Infancia clandestina

Crítica de Rosa Gronda - El Litoral

Los unos, los otros y los niños

Esta película viene acompañada de muchas expectativas por haber sido designada (no sin polémica) para representarnos por el Oscar a mejor película extranjera; por contar con el respaldo del productor Luis Puenzo (“La historia oficial”) y por la proyección autobiográfica del joven director Benjamín Ávila, quien pasó por situaciones parecidas a las que se relatan.

“Infancia clandestina” reconstruye la vida de un niño cuyos padres son militantes montoneros que regresan del exilio para una contraofensiva en la Argentina militarizada de 1979. El niño debe adoptar otra identidad sin dejar de hacer amigos, estudiar y hasta enamorarse, algo peligroso desde la perspectiva de los padres pero avalado por su adorado y entrañable tío Beto (Alterio hijo) quien (como en la conocida parábola de Bertoldt Brecht) no ve la revolución como una lista interminable de obediencias y obligaciones sino como una actitud que deja espacio al placer y el disfrute de la vida.

La película es muy realista, pero para narrar las escenas más violentas apela a la utilización de secuencias de dibujos, las excelentes caricaturas de Andi Rivas, con voces y sonidos en off. En lo concreto este recurso atempera el dramatismo, desplazando parte de su peso sobre la historia afectiva del protagonista: el cruce de la infancia a la adolescencia, el primer amor, el primer beso y el primer quiebre de la obediencia a sus padres. Desde lo narrativo, las escenas se ven siempre desde la mirada del protagonista (como en “La prima Angélica” de Saura que narra la infancia bajo la sombra del franquismo): no hay ninguna secuencia que el niño no pudiera presenciar de algún modo.

El film puede observarse desde afuera como el recuerdo traumático de un error histórico. Puede comprenderse desde adentro, como el recuerdo melancólico de un tiempo de ideales que justificaban el sacrificio y el combate. Y puede sentirse como la mirada de un niño más cerca del amor que del odio y la violencia.

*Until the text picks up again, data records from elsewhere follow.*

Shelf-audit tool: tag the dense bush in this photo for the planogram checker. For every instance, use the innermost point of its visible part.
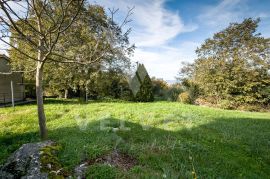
(185, 98)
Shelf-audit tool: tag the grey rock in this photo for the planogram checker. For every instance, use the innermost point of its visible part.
(25, 162)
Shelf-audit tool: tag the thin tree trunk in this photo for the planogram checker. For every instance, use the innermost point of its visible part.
(66, 93)
(40, 106)
(86, 94)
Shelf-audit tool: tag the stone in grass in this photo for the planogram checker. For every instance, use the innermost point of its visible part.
(25, 162)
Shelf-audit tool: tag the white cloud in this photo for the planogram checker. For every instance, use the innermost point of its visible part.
(153, 27)
(166, 61)
(225, 12)
(228, 11)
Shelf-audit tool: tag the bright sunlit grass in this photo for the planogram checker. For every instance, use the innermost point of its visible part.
(166, 138)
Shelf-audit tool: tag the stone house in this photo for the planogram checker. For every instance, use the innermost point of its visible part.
(5, 82)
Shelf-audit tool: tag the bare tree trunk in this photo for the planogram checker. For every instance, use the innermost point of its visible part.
(86, 94)
(66, 93)
(39, 94)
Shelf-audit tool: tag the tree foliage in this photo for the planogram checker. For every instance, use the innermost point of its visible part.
(233, 65)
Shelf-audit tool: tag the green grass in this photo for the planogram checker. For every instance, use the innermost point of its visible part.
(169, 140)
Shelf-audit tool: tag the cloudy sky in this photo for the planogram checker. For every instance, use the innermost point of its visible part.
(167, 32)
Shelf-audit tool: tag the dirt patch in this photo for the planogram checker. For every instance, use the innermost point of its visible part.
(117, 159)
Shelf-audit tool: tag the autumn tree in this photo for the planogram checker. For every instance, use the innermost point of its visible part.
(234, 65)
(41, 30)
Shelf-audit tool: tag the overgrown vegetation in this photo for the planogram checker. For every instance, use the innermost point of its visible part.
(232, 68)
(168, 139)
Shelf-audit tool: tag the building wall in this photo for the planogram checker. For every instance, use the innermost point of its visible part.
(5, 84)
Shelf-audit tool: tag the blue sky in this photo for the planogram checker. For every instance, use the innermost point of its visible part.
(167, 32)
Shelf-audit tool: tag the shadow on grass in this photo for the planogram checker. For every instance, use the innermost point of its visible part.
(224, 148)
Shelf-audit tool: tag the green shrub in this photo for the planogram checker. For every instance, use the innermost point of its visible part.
(227, 104)
(185, 98)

El director pone en pantalla las contradicciones y la sensibilidad de una generación que estaba autoconvencida de cambiar el mundo y reproduce un retrato de época para entender en su reconstrucción de momentos íntimos personales el contexto de un país con un proyecto que no pudo ser.

Discépolo vs. Divididos

Hay algo de “La vida es bella” en el enmascaramiento del horror, incorporándolo a la anécdota como un juego de bandos contrarios, aunque el niño sepa que las cajitas de maní con chocolate no contienen golosinas sino balas y que hay dinero oculto para solventar esa actividad no del todo comprendida en su mirada inocente.

Más allá de las lecturas ideológicas que pueden generar debates interminables, la ternura y el drama conviven con una emoción que atraviesa toda la película y sobresale particularmente en dos escenas memorables: la discusión visceral de la madre militante, interpretada por Natalia Oreiro y la abuela (estupenda Cristina Banegas). Ambas confrontan allí sus posturas diferentes sobre la exposición de los niños en la lucha armada. El otro momento es cuando la joven madre entona “Sueño de juventud”, el vals de Discépolo que evoca un mundo lejano y perdido, pero que promete seguir iluminando cuando se lo evoque desde el presente.

No siempre el nivel del guión es parejo, hay también algunas metáforas demasiado obvias o edulcoradas y diálogos que hubiesen dado para más.

En los créditos finales, el tema “Living de trincheras” (Divididos) irrumpe con potencia y suma actualidad. Las dos estéticas y ritmos diferentes más destacados de la banda sonora sintetizan sentimientos y sensaciones complementarias que devienen de la película: nostalgia y rebeldía, pasado y presente, suavidad y estrépito, conviviendo para revivir el trago amargo de esas heridas de la historia cercana aún sin cerrar.